Mix together flour, cocoa, soda, and salt; stir to blend.
Mix in sugar.
Cut the shortening into the dry ingredients until the mixture looks crumbly.
Label and store in a sealed plastic bag at room temperature. Makes 1 package of mix.
Each package makes two 8 or 9 inch layers or one 9 x 13 x 2 inch rectangle.
Pour 1 package of mix into a mixing bowl.
Add 1 1/4 cups milk and 1 teaspoon vanilla or orange extract.
Using an electric mixer, beat at a slow to medium speed for 2 minutes.
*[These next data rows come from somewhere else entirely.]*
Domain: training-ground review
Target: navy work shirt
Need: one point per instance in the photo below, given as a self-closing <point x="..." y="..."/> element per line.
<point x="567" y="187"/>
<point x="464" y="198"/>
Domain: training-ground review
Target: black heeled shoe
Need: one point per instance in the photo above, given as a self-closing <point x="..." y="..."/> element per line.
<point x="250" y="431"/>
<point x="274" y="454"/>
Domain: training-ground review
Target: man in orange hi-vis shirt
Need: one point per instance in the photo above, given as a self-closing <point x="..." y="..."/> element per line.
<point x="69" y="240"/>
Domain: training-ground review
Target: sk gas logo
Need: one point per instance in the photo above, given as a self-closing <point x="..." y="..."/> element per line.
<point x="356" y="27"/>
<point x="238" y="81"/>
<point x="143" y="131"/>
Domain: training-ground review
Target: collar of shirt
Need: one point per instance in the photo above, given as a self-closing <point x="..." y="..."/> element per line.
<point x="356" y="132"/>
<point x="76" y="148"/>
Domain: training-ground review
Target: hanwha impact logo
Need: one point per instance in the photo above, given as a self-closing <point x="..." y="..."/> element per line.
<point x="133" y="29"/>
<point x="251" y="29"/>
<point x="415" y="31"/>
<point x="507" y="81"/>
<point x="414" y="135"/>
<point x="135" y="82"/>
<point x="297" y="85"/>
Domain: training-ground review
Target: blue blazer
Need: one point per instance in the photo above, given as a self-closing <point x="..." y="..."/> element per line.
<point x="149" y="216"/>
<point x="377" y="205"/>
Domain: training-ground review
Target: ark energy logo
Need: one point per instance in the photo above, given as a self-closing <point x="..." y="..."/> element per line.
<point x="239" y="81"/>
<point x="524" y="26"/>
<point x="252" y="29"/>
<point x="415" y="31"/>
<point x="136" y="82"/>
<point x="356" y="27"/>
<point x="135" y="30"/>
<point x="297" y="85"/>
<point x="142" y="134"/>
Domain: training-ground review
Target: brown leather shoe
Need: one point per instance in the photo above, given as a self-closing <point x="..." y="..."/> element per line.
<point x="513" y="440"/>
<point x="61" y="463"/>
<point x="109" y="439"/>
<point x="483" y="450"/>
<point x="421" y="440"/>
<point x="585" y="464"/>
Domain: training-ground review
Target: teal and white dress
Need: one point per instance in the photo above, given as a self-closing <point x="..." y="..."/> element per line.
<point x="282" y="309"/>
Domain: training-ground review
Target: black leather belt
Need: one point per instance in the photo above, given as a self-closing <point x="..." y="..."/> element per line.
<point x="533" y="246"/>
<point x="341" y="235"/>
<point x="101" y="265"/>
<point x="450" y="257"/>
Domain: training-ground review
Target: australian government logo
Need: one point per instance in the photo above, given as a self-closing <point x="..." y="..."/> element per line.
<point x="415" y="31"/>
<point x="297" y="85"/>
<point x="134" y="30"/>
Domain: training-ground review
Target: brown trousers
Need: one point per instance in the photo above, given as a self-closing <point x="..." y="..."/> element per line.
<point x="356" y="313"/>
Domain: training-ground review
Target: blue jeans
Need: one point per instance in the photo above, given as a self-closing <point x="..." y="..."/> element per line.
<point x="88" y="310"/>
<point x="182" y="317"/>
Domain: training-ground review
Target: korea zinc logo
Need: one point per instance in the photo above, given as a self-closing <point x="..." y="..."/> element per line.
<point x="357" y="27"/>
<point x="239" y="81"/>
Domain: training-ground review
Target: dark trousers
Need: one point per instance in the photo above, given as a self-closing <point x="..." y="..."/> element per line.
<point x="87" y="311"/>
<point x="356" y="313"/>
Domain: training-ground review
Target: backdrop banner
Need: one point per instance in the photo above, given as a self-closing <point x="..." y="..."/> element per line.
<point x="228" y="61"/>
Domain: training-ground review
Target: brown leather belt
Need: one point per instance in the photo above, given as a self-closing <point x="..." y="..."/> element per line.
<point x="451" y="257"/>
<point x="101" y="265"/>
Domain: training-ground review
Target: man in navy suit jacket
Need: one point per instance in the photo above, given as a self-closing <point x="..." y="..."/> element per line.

Scrape the sides of the bowl frequently.
Add 2 eggs; beat 1 minute more.
Grease and dust with flour your choice of pan(s).
Spread batter evenly in pans.
Bake round cake pans at 350 degrees F. for about 30 minutes or until a toothpick inserted in the center comes out clean.
Bake the 9 x 13 inch pan for 30 to 35 minutes or until a toothpick comes out clean.
Cool cakes in their pans for 10 minutes before turning out onto racks.
CHOCOLATE CUPCAKES: Pour cake batter into greased cupcake tins or tins lined with paper baking cups; fill 1/2 to 2/3 full. Bake at 350 degrees F. for 20 to 25 minutes or until a toothpick comes out clean. Makes about 2 dozen.